Class LoomMetrics

java.lang.Object
com.loomcache.server.metrics.LoomMetrics

public class LoomMetrics extends Object
LoomCache metrics instrumentation using Micrometer.

Exposes metrics across four domains: - Raft consensus: term, commit index, log size, election counts, replication lag, follower lag (ms since last ACK), follower match index (replication progress) - Command latency breakdown: parse, queue wait, Raft commit, state machine apply (nanoseconds) - TCP networking: active connections, messages sent/received, send errors - Cache data structures: entry counts, hit/miss ratios, evictions

All metrics are tagged with the node ID for multi-node deployments. Gauges use Supplier-based lambdas to pull live values from their sources. Timers are used for latency measurements and automatically record percentiles and counts.

  • Method Details

    • create

      public static LoomMetrics create(io.micrometer.core.instrument.MeterRegistry registry, String nodeId)
      Static factory method to create and initialize LoomMetrics.
      Parameters:
      registry - the MeterRegistry to register metrics with (must not be null)
      nodeId - the node ID for tagging metrics (must not be null)
      Returns:
      a new LoomMetrics instance
      Throws:
      NullPointerException - if registry or nodeId is null
    • registerRaftMetrics

      public void registerRaftMetrics(RaftNodeApi raftNode)
      Register all Raft consensus metrics. These metrics track leader election, log replication, and state machine consistency.
      Parameters:
      raftNode - the RaftNode to instrument (must not be null)
      Throws:
      NullPointerException - if raftNode is null
    • registerCpSubsystemMetrics

      public void registerCpSubsystemMetrics()
      Register CP Subsystem (locks, semaphores) metrics. Tracks active locks, semaphore permits, and pending operations.
    • registerQueryMetrics

      public void registerQueryMetrics()
      Register query metrics for distributed queries and scans.
    • registerIndexMetrics

      public void registerIndexMetrics(DataStructureRegistry dataStructures, @Nullable PartitionRouter partitionRouter)
      Register index observability metrics for query planning.

      Metrics landed:

      • loomcache.indexes.skipped_query_count — queries where a matching index existed but execution scanned
      • loomcache.indexes.no_matching_index_query_count — predicate queries with no matching index
      • loomcache.indexes.partitions_indexed — local partition slots covered by at least one index catalog entry
      Parameters:
      dataStructures - registry holding SQL index metadata
      partitionRouter - partition router, or null in single-group mode
    • recordIndexesSkippedQuery

      public void recordIndexesSkippedQuery()
    • recordNoMatchingIndexQuery

      public void recordNoMatchingIndexQuery()
    • registerPipelineMetrics

      public void registerPipelineMetrics()
      Register pipeline metrics for pipelined command execution.
    • registerCommandLatencyMetrics

      public void registerCommandLatencyMetrics()
      Register command latency breakdown metrics. These timers break down the end-to-end latency of write commands into stages: - parse_ns: time to deserialize and validate incoming command - queue_wait_ns: time spent waiting in execution queue - raft_commit_ns: time for Raft consensus/replication - apply_ns: time to apply to state machine

      Timers track count, total time, mean, and percentiles (p50, p95, p99). This enables bottleneck diagnosis: is slowness due to network, consensus, or state machine?

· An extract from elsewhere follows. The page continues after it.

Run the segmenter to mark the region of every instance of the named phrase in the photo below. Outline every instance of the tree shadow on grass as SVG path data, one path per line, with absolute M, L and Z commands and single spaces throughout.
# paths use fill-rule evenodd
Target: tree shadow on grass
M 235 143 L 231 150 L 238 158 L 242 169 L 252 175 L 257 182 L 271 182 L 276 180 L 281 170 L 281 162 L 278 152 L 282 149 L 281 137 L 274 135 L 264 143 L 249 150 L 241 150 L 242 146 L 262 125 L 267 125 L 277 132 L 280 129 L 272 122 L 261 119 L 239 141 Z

    • registerNetworkMetrics

      public void registerNetworkMetrics(TcpServer tcpServer)
      Register all TCP network metrics. These metrics track connection counts, message throughput, and send errors.
      Parameters:
      tcpServer - the TcpServer to instrument (must not be null)
      Throws:
      NullPointerException - if tcpServer is null
    • registerCacheMetrics

      public void registerCacheMetrics(DataStructureRegistry dataStructures)
      Register all cache data structure metrics. These metrics track cache entry counts, hit/miss ratios, and evictions.
      Parameters:
      dataStructures - the DataStructureRegistry (must not be null)
      Throws:
      NullPointerException - if dataStructures is null
    • registerSnapshotMetrics

      public void registerSnapshotMetrics()
      Register snapshot and WAL fsync batching metrics. These metrics track snapshot installation latency, save/load performance, and batch fsync behavior.
    • updateRaftMetrics

      public void updateRaftMetrics(RaftNodeApi raftNode)
      Update Raft election metrics from the RaftNode. Call this periodically or after election events.
      Parameters:
      raftNode - the RaftNode to query (must not be null)
      Throws:
      NullPointerException - if raftNode is null
    • updateFollowerLagMetrics

      public void updateFollowerLagMetrics(RaftNodeApi raftNode)
      Update per-follower replication lag metrics from RaftNode. Should be called periodically (e.g., every heartbeat interval) to track follower lag.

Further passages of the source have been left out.